A young woman called Luna keeps luring Jane back to the present. Linked to a twenty-year-old case from Jane’s past, Luna has a quest of her own she can only solve with Jane’s help. But if Jane wants to help Luna, she first needs to heal herself, and there just might be reasons beyond the accident that are hampering Jane’s recovery.
How did you think of the title of the book?
I wanted to come up with a story that would introduce Jane to readers who may not have seen the telemovies or the tv mini-series. I thought the best way to do this would be to wipe Jane’s memory banks clean and force Jane to have to reconstruct her past – and, in the process, introduce herself to the reader. And because I am always partial to big, Old Testament words, reconstruction became resurrection
Do you write about people you know? Or yourself?
My characters are usually drawn from people I know (or have read about or researched) and are often based on myself – even when not intended. It is part of the writing process. Usually, a character is a combination of a number of people. They are seldom based on just one single person – for then you are writing non-fiction. The process is often subconscious, but if you don’t ground characters in some kind of reality (that is, a reality you understand or a reality based on personal experience) the characters will be in danger of being hollow and unconvincing.
I don’t have particular people in mind when I create a character, but as you piece them together and explore them in prose, you are always drawing on experience. It is often not until afterwards that you realise who you’ve based the characters on. And sometimes it can be a shock and you worry they might recognise themselves in what you’ve written. But hopefully, you’ve been cleverer than that as writing thrillers and mystery stories is a craft that demands that you constantly keep things hidden, camouflaged and disguised.
What’s some great advice you’ve received that has helped you as a writer?
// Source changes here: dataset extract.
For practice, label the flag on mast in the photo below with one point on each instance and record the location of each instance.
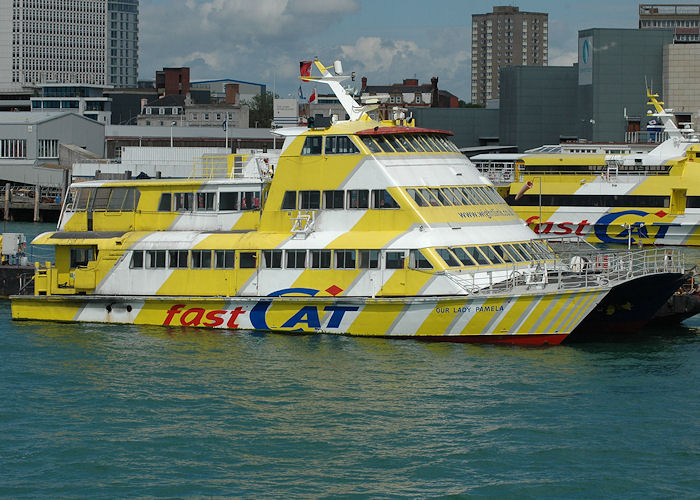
(305, 70)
The best advice I have ever got was from Bill Link, creator of Columbo. And his advice was to never leave home (i.e. don’t start writing) unless you have the ending. The thriller or murder/mystery is all about the ending, and if you don’t have a good one, the reader will be entitled to throw the book against the wall. I would add to that advice one other thing: once you have that great ending – plot backwards.
What’s your daily writing routine like and what are you working on at the moment?
I plan for 3 months or more until I think I have the story – and especially the ending. Then I try and write 1,000 words a day. If I encounter problems along the way, it is usually because I have wandered away from the plan. But sometimes you discover that you have actually written yourself to a better place in which case I will go back and rewrite the plan. Which is precisely what I am doing at the moment on the third book in the Jane Halifax series – UNBLESSED. Planning and writing: writing and re-planning. I think that’s my writing process.